Porsche is selling a diesel version of the Cayenne powered by Volkswagen’s 3.0L V6 TDI engine since February 2009. The engine is rated at 240 PS (180 kW; 240 hp) and 550 N·m (410 lb·ft) of torque.
Cayenne S Transsyberia
Originally a racing vehicle for Transsyberia rally, only 26 were built.
The street version was later built to commemorate Porsche’s victory in Transsyberia rally. It is a variant with the 405 hp (302 kW) direct-inject 4.8L V8 from the Cayenne GTS. Sales began in January 2009.
Cayenne GTS Porsche Design Edition 3 (2010)
It is a limited edition (1000 unit, 100 in USA) model based on Cayenne GTS designed by Porsche Design Studio. It includes Lava Grey Metallic body, 21-inch SportPlus wheels, black leather upholstery with red contrasting seams, Porsche Design Chronograph (Type P’6612).
The sales began in May 2009 with MSRP of €79,100 before tax.
At the IAA 2005, Porsche announced it will produce a hybrid version of the Cayenne before 2010 (Porsche Cayenne Hybrid). Two years later, at the IAA 2007, Porsche presented a functioning Cayenne Hybrid and demonstration model of the drivetrain.
Notable modifications to this car include an electric vacuum pump and hydraulic steering pump, allowing the car to function even when the engine is deactivated. A 288-volt nickel metal hydride battery is placed under the boot floor, occupying the space normally used for a spare tire.
The 2011 Porsche Cayenne S Hybrid was launched in the U.S. market in November 2010.
Visually, the new Cayenne gets some obvious Porsche Panamera-inspired touches up front (i.e., headlamps), and like past generations, Turbo models (pictured above) get a much more aggressive overall fascia than the lesser models
The new Cayenne is about 250 kilograms (550 lb) lighter than the previous model due to extensive use of aluminum and magnesium, making it more fuel efficient than the current lineup, as well as 5 centimeters shorter than the outgoing model. Despite its lower stance, the new vehicle’s off-road capabilities have been heightened without compromising the street performance-oriented layout and design.
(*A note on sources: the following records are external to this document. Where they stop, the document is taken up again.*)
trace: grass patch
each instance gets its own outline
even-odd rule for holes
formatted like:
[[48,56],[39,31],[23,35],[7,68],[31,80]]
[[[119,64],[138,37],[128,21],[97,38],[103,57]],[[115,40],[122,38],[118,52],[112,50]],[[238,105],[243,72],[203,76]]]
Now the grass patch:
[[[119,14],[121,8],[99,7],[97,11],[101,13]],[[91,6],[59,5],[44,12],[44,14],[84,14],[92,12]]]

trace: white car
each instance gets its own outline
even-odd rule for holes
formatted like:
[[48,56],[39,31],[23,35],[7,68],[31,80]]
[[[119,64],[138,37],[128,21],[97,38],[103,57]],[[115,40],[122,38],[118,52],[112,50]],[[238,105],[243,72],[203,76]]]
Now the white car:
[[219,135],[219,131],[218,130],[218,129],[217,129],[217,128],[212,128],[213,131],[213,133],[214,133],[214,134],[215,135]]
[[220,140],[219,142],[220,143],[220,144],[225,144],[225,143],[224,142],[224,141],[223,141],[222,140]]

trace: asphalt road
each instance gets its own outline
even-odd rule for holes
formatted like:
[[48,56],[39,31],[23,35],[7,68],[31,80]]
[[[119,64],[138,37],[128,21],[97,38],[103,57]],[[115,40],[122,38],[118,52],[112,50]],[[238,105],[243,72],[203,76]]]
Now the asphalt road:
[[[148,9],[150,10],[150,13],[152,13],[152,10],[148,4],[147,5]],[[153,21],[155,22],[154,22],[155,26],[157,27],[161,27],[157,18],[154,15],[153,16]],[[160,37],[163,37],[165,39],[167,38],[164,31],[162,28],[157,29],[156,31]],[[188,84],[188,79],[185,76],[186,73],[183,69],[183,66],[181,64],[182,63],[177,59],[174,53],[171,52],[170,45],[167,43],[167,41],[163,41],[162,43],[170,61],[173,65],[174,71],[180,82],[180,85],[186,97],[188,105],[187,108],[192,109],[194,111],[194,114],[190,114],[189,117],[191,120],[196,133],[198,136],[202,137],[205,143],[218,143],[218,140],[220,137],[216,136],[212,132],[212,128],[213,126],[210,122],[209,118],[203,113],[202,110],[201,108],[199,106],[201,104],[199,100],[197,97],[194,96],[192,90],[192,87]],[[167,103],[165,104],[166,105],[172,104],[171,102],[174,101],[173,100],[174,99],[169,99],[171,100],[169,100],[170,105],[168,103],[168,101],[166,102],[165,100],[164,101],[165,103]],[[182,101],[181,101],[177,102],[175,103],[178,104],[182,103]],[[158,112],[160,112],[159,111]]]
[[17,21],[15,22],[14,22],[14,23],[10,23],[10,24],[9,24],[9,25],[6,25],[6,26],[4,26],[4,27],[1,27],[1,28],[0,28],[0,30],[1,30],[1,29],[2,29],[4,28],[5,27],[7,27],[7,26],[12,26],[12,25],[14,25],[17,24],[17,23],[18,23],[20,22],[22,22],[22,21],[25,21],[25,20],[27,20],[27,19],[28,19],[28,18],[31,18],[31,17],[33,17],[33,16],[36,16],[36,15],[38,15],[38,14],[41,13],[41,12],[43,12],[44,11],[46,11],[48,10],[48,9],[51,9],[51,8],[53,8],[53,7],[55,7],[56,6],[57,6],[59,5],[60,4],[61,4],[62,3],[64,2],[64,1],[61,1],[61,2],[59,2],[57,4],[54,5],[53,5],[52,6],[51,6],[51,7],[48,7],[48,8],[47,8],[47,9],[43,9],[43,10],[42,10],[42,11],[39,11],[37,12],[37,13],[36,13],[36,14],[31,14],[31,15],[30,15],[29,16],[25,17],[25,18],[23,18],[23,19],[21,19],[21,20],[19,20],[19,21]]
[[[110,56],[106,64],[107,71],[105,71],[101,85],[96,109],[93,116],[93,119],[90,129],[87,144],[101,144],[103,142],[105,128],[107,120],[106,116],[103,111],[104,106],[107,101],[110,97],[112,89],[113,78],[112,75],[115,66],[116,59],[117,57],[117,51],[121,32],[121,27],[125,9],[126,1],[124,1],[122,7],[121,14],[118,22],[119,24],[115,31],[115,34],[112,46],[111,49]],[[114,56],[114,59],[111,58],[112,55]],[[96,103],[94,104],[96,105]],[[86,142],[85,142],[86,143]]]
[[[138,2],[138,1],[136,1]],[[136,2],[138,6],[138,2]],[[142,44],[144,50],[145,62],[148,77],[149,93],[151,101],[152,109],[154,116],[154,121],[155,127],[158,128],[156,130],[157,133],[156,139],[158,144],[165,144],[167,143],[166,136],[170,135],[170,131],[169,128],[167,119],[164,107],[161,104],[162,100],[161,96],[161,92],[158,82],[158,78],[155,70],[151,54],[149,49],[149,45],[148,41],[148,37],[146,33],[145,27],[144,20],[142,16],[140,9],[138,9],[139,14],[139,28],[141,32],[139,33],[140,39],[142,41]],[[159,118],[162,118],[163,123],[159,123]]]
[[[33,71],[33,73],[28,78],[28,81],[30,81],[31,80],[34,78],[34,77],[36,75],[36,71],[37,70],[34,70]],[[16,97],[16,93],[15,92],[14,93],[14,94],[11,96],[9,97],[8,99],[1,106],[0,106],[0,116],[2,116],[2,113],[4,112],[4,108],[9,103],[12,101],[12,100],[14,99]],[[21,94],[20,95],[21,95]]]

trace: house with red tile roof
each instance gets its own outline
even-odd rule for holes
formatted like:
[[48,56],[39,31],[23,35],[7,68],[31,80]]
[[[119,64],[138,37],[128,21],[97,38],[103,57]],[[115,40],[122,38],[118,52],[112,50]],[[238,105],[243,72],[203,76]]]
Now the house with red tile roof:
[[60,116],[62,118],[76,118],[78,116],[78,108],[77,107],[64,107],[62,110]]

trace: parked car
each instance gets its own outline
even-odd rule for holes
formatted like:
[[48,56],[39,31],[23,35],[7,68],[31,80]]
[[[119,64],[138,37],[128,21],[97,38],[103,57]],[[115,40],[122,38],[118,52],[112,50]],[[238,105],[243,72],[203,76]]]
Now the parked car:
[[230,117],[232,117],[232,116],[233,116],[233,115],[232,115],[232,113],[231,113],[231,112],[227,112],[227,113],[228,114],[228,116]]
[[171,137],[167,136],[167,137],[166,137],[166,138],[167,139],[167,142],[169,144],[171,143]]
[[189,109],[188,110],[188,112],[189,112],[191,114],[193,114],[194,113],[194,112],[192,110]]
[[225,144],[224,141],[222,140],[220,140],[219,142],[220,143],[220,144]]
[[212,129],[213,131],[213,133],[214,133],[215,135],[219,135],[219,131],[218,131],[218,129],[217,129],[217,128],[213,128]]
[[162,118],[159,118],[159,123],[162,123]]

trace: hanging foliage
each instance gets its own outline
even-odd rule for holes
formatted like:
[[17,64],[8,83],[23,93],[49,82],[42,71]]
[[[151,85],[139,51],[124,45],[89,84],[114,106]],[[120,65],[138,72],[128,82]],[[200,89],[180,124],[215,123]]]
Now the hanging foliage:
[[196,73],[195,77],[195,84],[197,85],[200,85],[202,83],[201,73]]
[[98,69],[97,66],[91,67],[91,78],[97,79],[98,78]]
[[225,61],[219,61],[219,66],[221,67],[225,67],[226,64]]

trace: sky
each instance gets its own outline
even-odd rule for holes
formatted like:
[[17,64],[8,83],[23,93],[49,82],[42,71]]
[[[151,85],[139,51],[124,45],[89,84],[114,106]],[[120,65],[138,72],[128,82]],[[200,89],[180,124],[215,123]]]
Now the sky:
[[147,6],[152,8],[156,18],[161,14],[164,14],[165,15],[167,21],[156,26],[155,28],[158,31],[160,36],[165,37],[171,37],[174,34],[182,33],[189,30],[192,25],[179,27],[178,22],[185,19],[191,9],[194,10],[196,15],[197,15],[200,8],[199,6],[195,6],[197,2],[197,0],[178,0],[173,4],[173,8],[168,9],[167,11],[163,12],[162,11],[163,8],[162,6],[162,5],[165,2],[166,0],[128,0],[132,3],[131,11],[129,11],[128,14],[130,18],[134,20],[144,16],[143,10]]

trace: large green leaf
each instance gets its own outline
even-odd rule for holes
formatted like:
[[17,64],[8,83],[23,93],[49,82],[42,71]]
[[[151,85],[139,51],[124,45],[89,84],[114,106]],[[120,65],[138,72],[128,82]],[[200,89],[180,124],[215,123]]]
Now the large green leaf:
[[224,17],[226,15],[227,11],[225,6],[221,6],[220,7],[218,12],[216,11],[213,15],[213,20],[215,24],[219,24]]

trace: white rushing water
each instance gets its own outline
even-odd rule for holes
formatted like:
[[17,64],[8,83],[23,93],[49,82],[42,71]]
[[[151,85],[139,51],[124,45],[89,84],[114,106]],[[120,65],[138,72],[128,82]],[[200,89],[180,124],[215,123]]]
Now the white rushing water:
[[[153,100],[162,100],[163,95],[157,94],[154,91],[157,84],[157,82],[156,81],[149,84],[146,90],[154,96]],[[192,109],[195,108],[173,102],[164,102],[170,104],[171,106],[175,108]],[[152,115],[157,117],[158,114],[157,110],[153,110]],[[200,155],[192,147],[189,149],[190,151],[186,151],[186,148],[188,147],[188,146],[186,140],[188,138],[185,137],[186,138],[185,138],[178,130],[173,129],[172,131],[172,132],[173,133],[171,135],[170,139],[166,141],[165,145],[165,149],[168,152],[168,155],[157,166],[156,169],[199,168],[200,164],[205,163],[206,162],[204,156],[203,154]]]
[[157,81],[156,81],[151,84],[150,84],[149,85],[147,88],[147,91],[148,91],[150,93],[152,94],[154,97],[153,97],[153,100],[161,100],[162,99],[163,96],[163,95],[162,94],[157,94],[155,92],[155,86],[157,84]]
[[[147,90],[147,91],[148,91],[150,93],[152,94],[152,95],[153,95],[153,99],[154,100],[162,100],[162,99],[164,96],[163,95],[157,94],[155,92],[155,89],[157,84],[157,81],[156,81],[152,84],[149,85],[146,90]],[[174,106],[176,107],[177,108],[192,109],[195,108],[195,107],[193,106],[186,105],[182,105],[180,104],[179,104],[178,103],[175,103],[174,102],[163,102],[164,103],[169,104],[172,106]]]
New Cayenne received a 3.6L V6 engine producing 300 hp (224 kW; 304 PS), the Cayenne S has the same 4.8L V8 in the Panamera S models producing 400 hp (298 kW; 406 PS) and the Cayenne Turbo received the Panamera Turbo’s 4.8L twin-turbo V8 producing 500 hp (373 kW; 507 PS). The long-awaited Cayenne S Hybrid using an Audi-sourced 3.0L V6 engine producing 333 hp (248 kW; 338 PS) and pair it with an lithium ion battery capable of 47 hp (35 kW; 48 PS) for a total of 380 hp (283 kW; 385 PS), just 20 hp (15 kW; 20 PS) shy of the Cayenne S. A manual gearbox served as the standard transmission system on the base Cayenne, with all other models featuring an eight-speed Tiptronic as standard equipment. The low-range transfer case found in the previous generation has been removed.
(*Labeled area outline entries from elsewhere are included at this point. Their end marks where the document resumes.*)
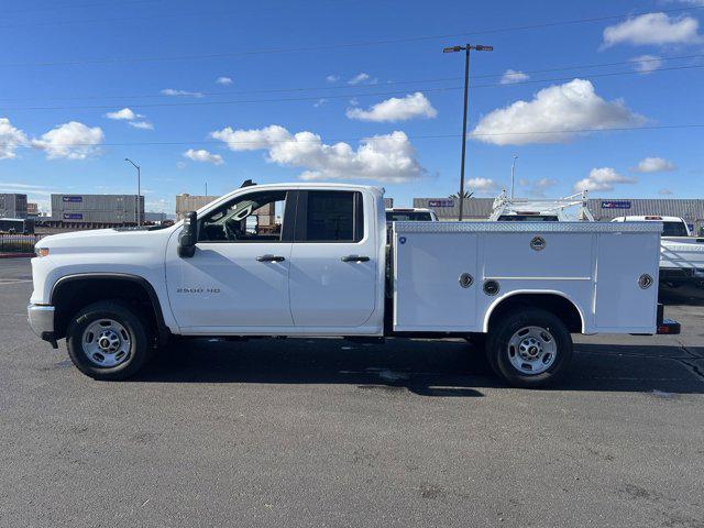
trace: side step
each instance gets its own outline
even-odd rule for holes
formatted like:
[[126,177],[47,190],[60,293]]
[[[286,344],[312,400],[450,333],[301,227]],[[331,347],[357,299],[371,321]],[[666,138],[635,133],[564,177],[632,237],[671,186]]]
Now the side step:
[[664,318],[664,307],[658,302],[658,334],[678,334],[682,326],[674,319]]

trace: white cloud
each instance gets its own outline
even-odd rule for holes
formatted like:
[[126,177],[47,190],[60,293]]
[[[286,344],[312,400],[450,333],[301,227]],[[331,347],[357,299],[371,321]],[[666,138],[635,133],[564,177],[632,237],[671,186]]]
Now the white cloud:
[[646,13],[604,30],[602,48],[616,44],[688,44],[701,41],[700,23],[692,16]]
[[502,76],[502,80],[499,81],[502,85],[512,85],[514,82],[520,82],[522,80],[528,80],[530,76],[528,74],[524,74],[522,72],[517,72],[515,69],[507,69],[504,72]]
[[550,187],[558,185],[558,180],[553,178],[539,178],[539,179],[519,179],[518,185],[526,187],[528,195],[536,197],[543,197],[546,190]]
[[469,178],[466,188],[475,193],[492,193],[497,190],[498,186],[491,178]]
[[348,143],[327,145],[312,132],[292,134],[273,124],[257,130],[227,127],[210,134],[232,151],[267,151],[267,161],[282,166],[301,167],[301,179],[371,179],[406,183],[427,172],[404,132],[365,138],[354,150]]
[[409,94],[404,98],[392,97],[377,102],[369,110],[348,108],[346,116],[360,121],[407,121],[414,118],[435,118],[438,111],[421,92]]
[[224,163],[220,154],[212,154],[205,148],[198,151],[188,148],[184,152],[184,156],[194,162],[212,163],[213,165],[222,165]]
[[645,157],[634,170],[637,173],[668,173],[675,168],[674,163],[663,157]]
[[148,121],[130,121],[130,127],[142,130],[154,130],[154,125]]
[[531,101],[516,101],[486,114],[472,138],[495,145],[563,143],[579,130],[637,127],[646,119],[624,101],[605,101],[588,80],[574,79],[538,91]]
[[376,78],[373,79],[370,74],[362,72],[348,80],[348,85],[375,85],[377,81],[378,80]]
[[134,119],[143,117],[144,116],[140,116],[139,113],[132,111],[131,108],[123,108],[122,110],[118,110],[117,112],[106,113],[106,118],[114,119],[117,121],[132,121]]
[[650,74],[662,66],[662,59],[654,55],[640,55],[631,59],[636,72],[641,74]]
[[130,127],[135,129],[154,130],[154,125],[148,121],[136,121],[136,119],[142,119],[144,116],[136,113],[131,108],[123,108],[116,112],[108,112],[106,113],[106,118],[114,119],[117,121],[127,121]]
[[8,118],[0,118],[0,160],[16,157],[15,151],[26,144],[24,132],[14,128]]
[[204,97],[204,95],[199,91],[188,91],[188,90],[177,90],[175,88],[164,88],[162,90],[162,95],[164,96],[173,96],[173,97]]
[[98,145],[105,135],[100,127],[87,127],[77,121],[59,124],[41,139],[32,140],[32,145],[46,152],[47,160],[86,160],[99,153]]
[[636,182],[636,178],[623,176],[612,167],[593,168],[586,178],[574,184],[574,190],[578,193],[582,190],[608,191],[614,190],[616,184],[635,184]]

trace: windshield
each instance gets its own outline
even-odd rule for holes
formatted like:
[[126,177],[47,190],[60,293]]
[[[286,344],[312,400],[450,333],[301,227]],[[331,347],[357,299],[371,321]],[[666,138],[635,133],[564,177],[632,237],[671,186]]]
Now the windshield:
[[502,215],[499,222],[557,222],[554,215]]
[[662,222],[662,237],[686,237],[686,226],[683,222]]
[[387,222],[430,222],[430,211],[386,211]]

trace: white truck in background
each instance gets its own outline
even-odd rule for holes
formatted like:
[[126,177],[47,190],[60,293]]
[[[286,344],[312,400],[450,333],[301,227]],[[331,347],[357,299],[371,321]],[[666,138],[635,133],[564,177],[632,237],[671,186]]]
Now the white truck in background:
[[692,237],[680,217],[618,217],[612,222],[662,222],[660,289],[663,294],[704,297],[704,238]]
[[522,387],[564,374],[573,332],[679,331],[657,304],[659,223],[394,222],[387,252],[383,193],[248,186],[173,227],[46,237],[30,326],[97,380],[135,375],[174,336],[486,334]]

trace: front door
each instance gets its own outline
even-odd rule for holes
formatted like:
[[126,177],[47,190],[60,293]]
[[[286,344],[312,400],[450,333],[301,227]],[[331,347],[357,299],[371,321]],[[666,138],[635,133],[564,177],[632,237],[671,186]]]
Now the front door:
[[252,190],[206,213],[198,219],[198,243],[190,258],[177,256],[177,237],[172,237],[166,280],[184,333],[248,333],[256,327],[293,326],[286,222],[295,208],[287,211],[288,195]]
[[373,314],[378,250],[366,201],[360,191],[299,191],[289,284],[296,327],[361,327]]

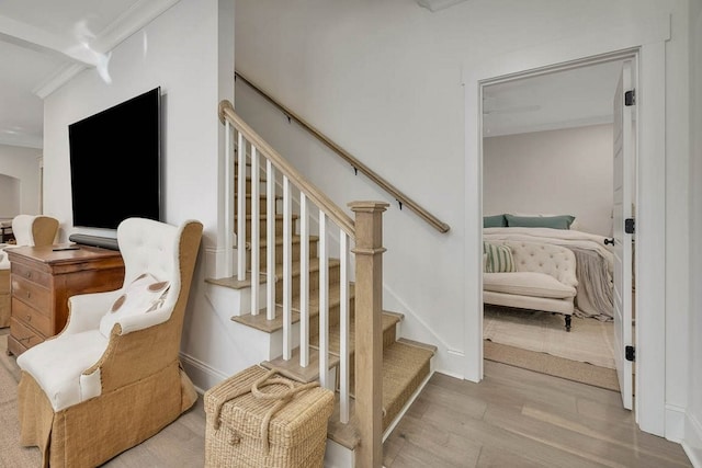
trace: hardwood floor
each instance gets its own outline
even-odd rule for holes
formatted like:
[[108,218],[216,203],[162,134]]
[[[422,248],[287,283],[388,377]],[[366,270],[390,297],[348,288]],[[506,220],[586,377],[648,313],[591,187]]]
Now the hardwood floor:
[[[202,467],[205,423],[200,398],[103,466]],[[489,361],[480,384],[434,374],[384,455],[387,468],[691,466],[680,445],[636,429],[619,393]]]
[[691,464],[679,444],[639,431],[618,392],[486,361],[480,384],[433,375],[385,442],[385,466]]

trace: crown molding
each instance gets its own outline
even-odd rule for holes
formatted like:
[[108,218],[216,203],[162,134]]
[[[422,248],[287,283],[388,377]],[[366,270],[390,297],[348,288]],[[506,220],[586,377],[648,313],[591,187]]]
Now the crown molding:
[[106,54],[180,0],[139,0],[98,34],[90,47]]
[[45,99],[86,68],[88,68],[88,66],[84,64],[66,64],[34,88],[32,93],[41,99]]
The Cayenne’s interior has also been given a much-needed once over, and we’d be lying if we didn’t say that the Panamera appears to have had a lot of influence here, as well. Still, we like the overall layout and are glad that Porsche has fitted a better-looking (and, more than likely, better to use) steering wheel, though we’d have preferred column-mounted paddles to the +/- nubs fitted the the wheel. Still, we can’t wait to get our driving gloves wrapped around it.